IMA accepts technically sound and scientifically rigorous research in the interdisciplinary field of imaging, including relevant algorithmic research and hardware and software development, and their applications relevant to medical research. The journal provides a platform to publish original research in structural and functional imaging.
The journal is also open to imaging studies of the human body and on animals that describe novel diagnostic imaging and analyses methods. Technical, theoretical, and clinical research in both normal and clinical populations is encouraged. Submissions describing methods, software, databases, replication studies as well as negative results are also considered.

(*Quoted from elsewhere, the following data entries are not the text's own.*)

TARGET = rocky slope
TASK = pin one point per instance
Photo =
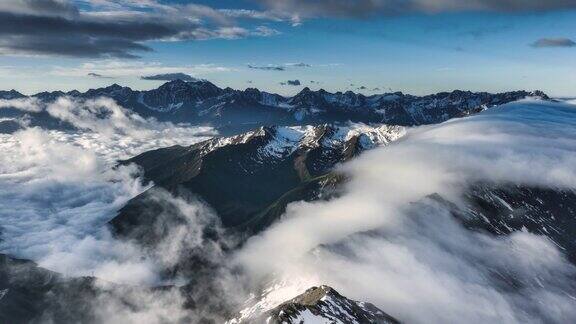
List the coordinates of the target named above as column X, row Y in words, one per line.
column 234, row 111
column 320, row 304
column 248, row 179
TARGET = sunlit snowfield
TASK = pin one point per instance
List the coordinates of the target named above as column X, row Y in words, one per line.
column 58, row 189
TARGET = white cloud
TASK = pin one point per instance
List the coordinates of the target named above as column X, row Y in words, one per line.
column 415, row 261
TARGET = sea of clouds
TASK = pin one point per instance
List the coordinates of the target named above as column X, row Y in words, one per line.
column 59, row 188
column 383, row 241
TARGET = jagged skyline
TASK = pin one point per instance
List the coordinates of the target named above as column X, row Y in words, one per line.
column 379, row 46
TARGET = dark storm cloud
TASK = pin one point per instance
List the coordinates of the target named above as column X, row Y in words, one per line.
column 169, row 77
column 56, row 27
column 41, row 7
column 554, row 42
column 364, row 8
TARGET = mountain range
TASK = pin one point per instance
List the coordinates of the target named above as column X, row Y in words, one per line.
column 232, row 111
column 249, row 178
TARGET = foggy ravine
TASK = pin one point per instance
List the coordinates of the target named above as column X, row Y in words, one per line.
column 382, row 241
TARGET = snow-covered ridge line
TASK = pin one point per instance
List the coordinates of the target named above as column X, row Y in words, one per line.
column 316, row 305
column 282, row 141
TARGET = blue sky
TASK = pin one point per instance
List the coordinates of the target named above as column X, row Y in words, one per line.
column 413, row 52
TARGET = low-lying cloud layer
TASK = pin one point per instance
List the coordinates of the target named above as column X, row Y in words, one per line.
column 60, row 188
column 383, row 241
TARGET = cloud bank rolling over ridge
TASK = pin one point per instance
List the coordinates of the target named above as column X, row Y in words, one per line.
column 408, row 254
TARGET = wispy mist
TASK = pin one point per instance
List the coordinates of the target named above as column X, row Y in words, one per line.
column 385, row 242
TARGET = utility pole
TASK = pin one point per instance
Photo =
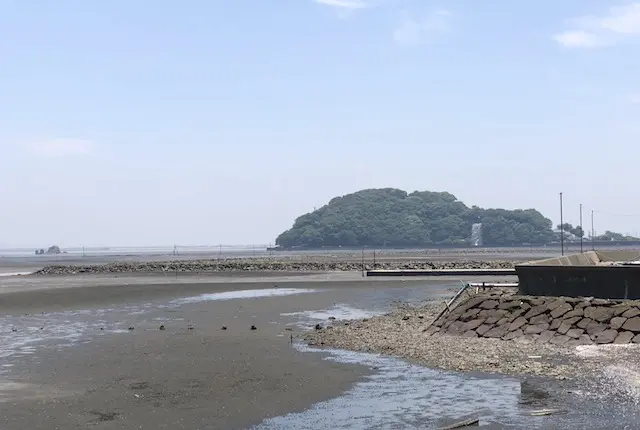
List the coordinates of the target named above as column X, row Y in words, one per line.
column 561, row 228
column 581, row 229
column 593, row 234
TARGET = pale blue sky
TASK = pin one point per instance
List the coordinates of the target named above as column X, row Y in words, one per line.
column 220, row 121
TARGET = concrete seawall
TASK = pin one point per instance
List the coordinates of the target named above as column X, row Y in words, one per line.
column 563, row 321
column 442, row 272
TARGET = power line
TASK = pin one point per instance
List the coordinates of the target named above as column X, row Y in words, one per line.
column 620, row 215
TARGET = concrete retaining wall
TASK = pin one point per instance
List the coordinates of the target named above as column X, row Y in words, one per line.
column 558, row 320
column 581, row 275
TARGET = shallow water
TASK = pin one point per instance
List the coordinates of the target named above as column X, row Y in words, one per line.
column 397, row 395
column 400, row 395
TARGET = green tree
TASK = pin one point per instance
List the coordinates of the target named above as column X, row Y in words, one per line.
column 392, row 217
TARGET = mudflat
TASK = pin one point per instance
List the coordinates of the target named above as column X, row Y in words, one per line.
column 191, row 374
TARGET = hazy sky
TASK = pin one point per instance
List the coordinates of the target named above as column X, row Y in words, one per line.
column 220, row 121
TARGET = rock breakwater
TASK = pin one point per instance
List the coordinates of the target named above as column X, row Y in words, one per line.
column 263, row 265
column 560, row 321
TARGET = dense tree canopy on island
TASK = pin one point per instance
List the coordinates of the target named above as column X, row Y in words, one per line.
column 392, row 217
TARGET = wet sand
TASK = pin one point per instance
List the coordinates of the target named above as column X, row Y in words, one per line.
column 177, row 378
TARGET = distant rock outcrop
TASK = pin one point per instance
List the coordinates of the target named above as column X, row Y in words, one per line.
column 55, row 249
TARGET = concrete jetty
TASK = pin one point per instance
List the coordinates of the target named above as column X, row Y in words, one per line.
column 443, row 272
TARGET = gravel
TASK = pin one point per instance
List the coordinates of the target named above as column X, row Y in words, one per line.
column 264, row 265
column 402, row 334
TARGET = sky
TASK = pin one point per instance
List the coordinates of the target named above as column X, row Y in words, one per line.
column 207, row 122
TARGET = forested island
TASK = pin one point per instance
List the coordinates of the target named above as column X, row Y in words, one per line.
column 392, row 217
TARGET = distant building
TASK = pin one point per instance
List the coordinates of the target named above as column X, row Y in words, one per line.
column 476, row 234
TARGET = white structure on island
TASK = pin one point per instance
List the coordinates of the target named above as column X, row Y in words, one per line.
column 476, row 234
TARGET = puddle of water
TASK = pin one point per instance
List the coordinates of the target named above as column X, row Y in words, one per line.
column 243, row 294
column 401, row 395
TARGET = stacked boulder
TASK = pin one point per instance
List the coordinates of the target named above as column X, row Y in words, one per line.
column 321, row 264
column 564, row 321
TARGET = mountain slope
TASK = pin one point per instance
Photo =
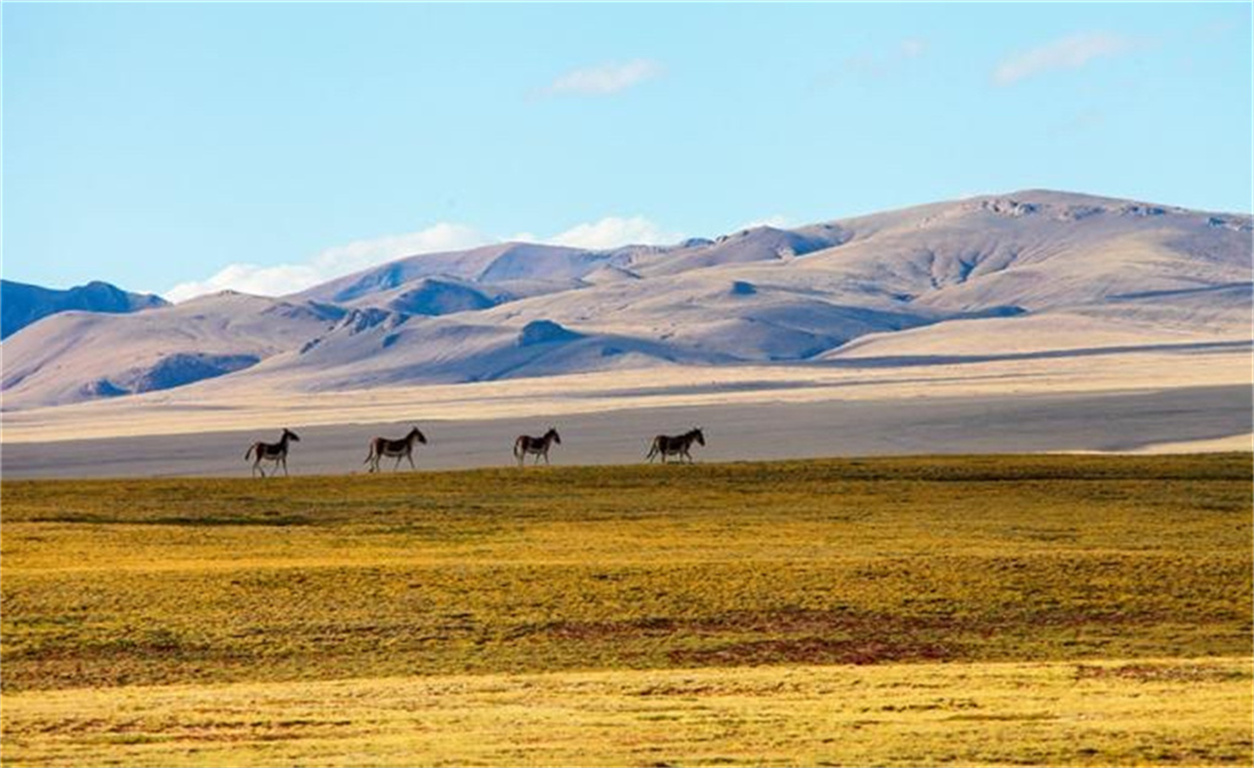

The scope of the journal includes, but is not limited to, the following in the context of biomedical research:
Imaging and neuro-imaging modalities: structural MRI, functional MRI, PET, SPECT, CT, ultrasound, EEG, MEG, NIRS etc.;
Neuromodulation and brain stimulation techniques such as TMS and tDCS;
Software and hardware for imaging, especially related to human and animal health;
Image segmentation in normal and clinical populations;
Pattern analysis and classification using machine learning techniques;
Computational modeling and analysis;
Brain connectivity and connectomics;
Systems-level characterization of brain function;
Neural networks and neurorobotics;
Computer vision, based on human/animal physiology;
Brain-computer interface (BCI) technology;
Big data, databasing and data mining.